Yes and no. For example, I don’t understand much about quantum mechanics, but I can appreciate everything behind the theories and applications. Understanding art can be a bit different. I don’t think there is much to be objective about in art, just like an axiom is not made whole by subjectivity. That may bother the quantum philosophers of the world who believe that there is nothing that is not subjective, even calculus or physics, simply because everything in those fields comes from the observations of a single species. Or the art philosophers who believe that you must have objectivity to affirm subjective viewing of art. I find it hard to argue that the Second Law of Thermodynamics has any sort of subjectivity to it or that a person can view a Rothko or read Ursula LeGuin with cold objectivity.
22. What is your earliest memory?
Laying on a carpet, moving a small plate of some sort underneath a coffee table. My parents are there and the television is on.
23. Do you expect happiness in your life?
No, but I don’t really expect anything in life except to be disappointed. That is pretty gloomy, but that is just how I see it. From growing up in an abusive home, I have to toil through my past (with the help of a therapist) in order to determine what it even means for me to be happy. I honestly do not know yet what it is supposed to feel like. That would be challenging, to expect happiness but not know, truly, what happiness is.
24. What flaws do you think you have when it comes to communicating with other people?
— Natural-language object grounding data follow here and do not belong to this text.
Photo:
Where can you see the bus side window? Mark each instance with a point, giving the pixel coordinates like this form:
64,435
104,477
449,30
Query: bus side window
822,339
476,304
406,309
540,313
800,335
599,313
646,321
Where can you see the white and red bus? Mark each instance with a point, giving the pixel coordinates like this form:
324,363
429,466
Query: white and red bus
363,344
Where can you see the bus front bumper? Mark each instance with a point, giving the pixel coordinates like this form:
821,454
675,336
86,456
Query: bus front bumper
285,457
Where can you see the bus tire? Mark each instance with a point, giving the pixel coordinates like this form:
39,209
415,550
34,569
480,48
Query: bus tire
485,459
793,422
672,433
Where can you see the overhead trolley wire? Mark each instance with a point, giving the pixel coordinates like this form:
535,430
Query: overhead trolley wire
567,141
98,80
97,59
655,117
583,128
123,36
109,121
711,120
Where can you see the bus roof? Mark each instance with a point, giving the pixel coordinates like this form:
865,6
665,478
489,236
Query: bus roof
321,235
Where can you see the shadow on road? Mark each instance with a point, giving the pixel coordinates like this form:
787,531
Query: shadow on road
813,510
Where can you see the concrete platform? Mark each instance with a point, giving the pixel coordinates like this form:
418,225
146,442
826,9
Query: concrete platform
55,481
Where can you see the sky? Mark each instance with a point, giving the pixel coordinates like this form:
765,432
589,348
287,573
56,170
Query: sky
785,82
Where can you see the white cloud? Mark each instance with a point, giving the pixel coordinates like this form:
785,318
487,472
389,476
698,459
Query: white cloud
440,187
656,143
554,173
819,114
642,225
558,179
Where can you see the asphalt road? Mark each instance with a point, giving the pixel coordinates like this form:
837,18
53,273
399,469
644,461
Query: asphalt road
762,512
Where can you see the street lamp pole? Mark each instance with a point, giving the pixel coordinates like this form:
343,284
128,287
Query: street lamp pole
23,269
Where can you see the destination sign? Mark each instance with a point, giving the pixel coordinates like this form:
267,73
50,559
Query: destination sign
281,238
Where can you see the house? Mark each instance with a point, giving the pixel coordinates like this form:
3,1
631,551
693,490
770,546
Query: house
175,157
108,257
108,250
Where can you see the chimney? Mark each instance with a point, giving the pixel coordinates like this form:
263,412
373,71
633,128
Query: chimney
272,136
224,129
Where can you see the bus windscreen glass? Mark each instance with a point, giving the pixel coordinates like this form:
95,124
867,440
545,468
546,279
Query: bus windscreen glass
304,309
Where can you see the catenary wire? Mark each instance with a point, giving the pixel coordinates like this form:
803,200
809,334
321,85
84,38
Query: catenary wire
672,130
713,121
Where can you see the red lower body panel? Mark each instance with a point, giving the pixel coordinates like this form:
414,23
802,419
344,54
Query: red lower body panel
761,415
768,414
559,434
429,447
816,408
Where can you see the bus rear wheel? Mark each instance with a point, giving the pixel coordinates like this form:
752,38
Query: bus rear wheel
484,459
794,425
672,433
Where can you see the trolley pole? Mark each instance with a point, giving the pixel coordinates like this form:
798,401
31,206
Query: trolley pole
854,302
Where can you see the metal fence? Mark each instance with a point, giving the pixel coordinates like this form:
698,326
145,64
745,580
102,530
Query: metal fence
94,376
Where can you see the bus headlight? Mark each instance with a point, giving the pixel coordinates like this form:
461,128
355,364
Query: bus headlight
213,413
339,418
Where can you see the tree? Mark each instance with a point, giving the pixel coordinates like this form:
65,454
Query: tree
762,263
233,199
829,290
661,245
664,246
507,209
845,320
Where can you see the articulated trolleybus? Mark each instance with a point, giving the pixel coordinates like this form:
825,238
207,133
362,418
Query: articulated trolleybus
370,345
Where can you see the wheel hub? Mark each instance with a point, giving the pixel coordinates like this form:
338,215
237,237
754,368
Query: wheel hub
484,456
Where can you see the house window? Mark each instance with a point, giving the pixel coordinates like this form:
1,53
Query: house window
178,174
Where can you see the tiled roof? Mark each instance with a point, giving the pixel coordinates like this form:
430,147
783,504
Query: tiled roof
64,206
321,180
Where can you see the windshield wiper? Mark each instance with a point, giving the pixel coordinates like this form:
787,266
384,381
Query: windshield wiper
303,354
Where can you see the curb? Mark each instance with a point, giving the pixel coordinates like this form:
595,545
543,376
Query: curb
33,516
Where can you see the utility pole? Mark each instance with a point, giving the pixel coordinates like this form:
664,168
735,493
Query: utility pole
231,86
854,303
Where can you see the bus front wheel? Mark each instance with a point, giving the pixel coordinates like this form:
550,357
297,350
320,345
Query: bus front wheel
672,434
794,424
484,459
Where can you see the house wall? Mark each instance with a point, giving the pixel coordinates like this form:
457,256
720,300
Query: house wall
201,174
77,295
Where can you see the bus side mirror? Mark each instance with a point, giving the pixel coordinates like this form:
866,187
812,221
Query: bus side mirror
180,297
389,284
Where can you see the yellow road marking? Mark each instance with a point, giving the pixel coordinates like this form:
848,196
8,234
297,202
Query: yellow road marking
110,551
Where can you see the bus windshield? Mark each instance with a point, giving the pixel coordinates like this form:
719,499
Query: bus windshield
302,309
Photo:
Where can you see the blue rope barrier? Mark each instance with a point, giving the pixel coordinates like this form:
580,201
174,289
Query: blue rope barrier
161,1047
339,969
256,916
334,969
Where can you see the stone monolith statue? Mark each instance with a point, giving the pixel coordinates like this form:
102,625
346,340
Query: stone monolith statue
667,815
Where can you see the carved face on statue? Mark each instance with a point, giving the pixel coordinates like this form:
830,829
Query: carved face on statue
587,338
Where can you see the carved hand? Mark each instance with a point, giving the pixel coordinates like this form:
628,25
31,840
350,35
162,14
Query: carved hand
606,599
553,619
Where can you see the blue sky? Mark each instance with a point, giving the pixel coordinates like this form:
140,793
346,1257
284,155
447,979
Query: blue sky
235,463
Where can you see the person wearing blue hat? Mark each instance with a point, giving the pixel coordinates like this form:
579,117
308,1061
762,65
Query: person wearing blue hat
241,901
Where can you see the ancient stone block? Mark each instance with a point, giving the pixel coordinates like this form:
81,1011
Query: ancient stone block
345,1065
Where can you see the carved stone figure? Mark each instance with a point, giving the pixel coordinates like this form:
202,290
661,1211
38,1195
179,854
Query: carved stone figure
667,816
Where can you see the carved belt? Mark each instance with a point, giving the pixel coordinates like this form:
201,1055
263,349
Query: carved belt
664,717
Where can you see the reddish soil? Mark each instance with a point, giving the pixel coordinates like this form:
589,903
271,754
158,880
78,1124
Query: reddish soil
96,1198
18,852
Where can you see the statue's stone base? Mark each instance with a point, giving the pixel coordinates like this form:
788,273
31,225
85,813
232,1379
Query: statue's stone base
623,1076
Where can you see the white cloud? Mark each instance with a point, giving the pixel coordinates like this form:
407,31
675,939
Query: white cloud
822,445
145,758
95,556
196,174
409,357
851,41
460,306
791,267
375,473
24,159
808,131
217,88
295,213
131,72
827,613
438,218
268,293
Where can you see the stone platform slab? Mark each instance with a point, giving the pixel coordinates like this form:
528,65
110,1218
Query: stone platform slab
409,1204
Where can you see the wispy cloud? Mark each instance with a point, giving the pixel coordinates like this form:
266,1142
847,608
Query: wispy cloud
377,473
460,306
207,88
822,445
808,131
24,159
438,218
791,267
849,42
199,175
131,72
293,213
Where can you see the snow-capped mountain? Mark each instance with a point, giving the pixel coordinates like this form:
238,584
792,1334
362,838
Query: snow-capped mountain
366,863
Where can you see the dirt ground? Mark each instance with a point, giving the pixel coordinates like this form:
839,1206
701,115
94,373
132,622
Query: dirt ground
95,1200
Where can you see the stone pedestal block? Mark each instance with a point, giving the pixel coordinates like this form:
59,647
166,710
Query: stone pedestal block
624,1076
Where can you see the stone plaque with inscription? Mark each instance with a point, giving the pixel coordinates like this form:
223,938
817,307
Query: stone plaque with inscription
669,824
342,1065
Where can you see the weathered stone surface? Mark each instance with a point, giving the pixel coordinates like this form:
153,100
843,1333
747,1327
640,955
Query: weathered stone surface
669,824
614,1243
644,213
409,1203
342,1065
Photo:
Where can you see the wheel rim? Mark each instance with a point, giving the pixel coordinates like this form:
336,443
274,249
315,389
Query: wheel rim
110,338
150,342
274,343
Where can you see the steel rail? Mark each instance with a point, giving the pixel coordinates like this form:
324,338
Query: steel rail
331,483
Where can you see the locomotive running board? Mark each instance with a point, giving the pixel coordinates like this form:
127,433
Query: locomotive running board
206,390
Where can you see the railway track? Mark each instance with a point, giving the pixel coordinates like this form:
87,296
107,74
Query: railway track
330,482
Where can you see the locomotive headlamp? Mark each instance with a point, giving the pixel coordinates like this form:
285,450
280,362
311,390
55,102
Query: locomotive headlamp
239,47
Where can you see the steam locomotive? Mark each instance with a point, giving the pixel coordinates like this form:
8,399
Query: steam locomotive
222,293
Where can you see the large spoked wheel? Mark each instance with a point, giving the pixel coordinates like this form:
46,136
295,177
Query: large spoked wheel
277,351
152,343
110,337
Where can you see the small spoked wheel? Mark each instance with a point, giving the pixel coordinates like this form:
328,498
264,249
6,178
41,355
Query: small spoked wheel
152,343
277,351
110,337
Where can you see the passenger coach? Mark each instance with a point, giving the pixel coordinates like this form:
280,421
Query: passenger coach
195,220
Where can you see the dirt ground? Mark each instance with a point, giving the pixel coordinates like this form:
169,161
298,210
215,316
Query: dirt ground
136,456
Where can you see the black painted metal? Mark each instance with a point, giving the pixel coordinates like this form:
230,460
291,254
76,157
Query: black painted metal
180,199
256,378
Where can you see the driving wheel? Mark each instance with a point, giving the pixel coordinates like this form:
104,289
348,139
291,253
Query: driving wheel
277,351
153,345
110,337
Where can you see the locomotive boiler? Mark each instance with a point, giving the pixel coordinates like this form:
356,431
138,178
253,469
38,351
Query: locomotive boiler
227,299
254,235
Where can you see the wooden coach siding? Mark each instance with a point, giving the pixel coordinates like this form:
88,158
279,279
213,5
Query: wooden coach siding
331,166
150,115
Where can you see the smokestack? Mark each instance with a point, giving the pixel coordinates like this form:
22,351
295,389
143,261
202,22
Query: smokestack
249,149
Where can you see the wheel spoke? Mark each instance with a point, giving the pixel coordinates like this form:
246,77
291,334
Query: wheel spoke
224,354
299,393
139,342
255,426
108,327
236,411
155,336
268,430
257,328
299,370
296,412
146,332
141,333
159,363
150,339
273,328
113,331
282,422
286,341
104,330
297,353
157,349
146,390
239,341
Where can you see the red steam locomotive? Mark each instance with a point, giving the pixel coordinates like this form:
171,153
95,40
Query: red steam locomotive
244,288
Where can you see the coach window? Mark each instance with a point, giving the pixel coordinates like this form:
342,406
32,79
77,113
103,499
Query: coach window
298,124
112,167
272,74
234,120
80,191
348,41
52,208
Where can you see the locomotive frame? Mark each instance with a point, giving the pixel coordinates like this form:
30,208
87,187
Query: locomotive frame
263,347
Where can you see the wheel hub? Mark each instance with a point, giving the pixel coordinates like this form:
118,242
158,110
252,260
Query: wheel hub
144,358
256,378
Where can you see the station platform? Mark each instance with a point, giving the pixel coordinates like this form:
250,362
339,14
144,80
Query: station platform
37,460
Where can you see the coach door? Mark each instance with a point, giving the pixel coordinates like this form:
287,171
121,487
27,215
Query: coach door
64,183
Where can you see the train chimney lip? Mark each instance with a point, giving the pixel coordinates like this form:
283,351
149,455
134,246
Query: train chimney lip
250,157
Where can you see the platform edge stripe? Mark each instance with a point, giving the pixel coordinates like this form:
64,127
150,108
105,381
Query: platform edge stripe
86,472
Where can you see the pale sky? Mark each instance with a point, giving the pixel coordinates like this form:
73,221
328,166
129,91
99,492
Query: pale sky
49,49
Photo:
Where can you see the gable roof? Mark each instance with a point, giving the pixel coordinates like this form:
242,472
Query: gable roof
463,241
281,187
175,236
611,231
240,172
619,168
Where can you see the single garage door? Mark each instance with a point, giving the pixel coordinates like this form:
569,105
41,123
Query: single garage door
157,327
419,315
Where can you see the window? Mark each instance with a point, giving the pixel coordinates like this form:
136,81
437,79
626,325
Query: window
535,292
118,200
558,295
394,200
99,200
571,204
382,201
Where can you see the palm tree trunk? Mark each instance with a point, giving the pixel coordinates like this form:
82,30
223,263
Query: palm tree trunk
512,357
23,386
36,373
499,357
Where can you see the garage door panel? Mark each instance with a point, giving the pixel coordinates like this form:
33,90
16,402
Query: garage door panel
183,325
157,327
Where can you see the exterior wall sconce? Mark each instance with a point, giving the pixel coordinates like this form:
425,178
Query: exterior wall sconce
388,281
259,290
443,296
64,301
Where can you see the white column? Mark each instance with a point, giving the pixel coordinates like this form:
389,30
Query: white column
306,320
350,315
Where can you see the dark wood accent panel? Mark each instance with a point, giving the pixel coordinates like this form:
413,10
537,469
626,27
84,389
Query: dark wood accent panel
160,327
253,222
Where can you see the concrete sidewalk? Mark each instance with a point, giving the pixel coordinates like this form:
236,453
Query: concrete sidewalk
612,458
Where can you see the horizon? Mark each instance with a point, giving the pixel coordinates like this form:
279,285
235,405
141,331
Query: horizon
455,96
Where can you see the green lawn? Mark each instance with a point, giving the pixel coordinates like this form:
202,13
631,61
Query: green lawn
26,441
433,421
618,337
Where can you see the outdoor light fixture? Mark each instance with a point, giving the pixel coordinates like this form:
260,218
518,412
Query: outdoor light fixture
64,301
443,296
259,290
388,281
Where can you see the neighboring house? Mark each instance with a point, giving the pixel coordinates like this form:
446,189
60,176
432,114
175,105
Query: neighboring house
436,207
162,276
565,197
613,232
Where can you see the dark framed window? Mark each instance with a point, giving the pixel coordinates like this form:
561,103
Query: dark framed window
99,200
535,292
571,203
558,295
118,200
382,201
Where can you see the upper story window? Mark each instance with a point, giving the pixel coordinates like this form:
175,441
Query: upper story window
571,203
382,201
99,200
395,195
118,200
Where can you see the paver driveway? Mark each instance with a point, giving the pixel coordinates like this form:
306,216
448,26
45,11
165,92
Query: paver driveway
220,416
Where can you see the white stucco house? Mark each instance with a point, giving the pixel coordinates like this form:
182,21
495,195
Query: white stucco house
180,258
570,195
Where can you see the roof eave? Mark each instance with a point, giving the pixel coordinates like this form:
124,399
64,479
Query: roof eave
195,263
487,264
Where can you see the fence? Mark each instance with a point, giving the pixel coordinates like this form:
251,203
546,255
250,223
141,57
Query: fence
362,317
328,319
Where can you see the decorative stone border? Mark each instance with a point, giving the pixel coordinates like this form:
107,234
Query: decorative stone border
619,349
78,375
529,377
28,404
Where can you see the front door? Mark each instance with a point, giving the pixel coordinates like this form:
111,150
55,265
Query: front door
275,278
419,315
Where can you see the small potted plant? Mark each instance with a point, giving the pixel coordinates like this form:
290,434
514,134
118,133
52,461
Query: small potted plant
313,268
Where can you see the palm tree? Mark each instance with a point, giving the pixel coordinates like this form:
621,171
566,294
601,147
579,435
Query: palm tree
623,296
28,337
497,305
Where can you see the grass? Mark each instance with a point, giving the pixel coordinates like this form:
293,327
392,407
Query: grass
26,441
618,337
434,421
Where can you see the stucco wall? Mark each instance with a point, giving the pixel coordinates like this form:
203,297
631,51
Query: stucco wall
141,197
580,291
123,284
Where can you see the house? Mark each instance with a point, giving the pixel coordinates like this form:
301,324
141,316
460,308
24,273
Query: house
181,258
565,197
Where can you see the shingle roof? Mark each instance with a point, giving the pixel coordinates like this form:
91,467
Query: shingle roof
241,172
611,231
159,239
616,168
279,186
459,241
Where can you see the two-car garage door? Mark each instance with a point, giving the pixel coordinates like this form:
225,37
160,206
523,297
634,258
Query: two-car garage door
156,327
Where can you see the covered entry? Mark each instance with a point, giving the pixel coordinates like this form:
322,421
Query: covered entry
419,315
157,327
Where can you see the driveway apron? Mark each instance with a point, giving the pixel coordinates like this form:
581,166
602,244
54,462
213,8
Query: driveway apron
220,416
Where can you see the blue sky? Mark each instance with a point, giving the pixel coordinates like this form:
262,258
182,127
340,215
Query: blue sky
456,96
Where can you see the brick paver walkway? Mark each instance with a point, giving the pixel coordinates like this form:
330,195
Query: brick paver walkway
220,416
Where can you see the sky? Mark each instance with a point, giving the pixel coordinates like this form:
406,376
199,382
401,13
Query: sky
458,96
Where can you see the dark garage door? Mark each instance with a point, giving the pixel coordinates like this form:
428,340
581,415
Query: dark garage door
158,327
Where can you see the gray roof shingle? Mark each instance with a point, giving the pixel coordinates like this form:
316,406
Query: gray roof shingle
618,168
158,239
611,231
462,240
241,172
I am a horrible communicator. Everyone I work with can verify that. I don’t usually enjoy talking outside of a ring of very specific people. I can do it, but it takes everything out of me. I also tend to bother people via email or Facebook if I don’t get an answer soon enough. I know that probably really fucking bugs them, but I can’t help it. Once I get an idea in my head and someone else is part of it, I need my questions answered and I need them answered on whatever bizarre time frame I invent for myself.
25. What do you think your ex partners would say the hardest thing about loving you was?
Not knowing what I was thinking.
26. What’s the most unbelievable thing you’ve ever seen?
A baby being born. A Whip-poor-will’s open mouth. A dumpster full of doughnuts. A barn roof full of vultures with their wings outstretched to dry in the sun.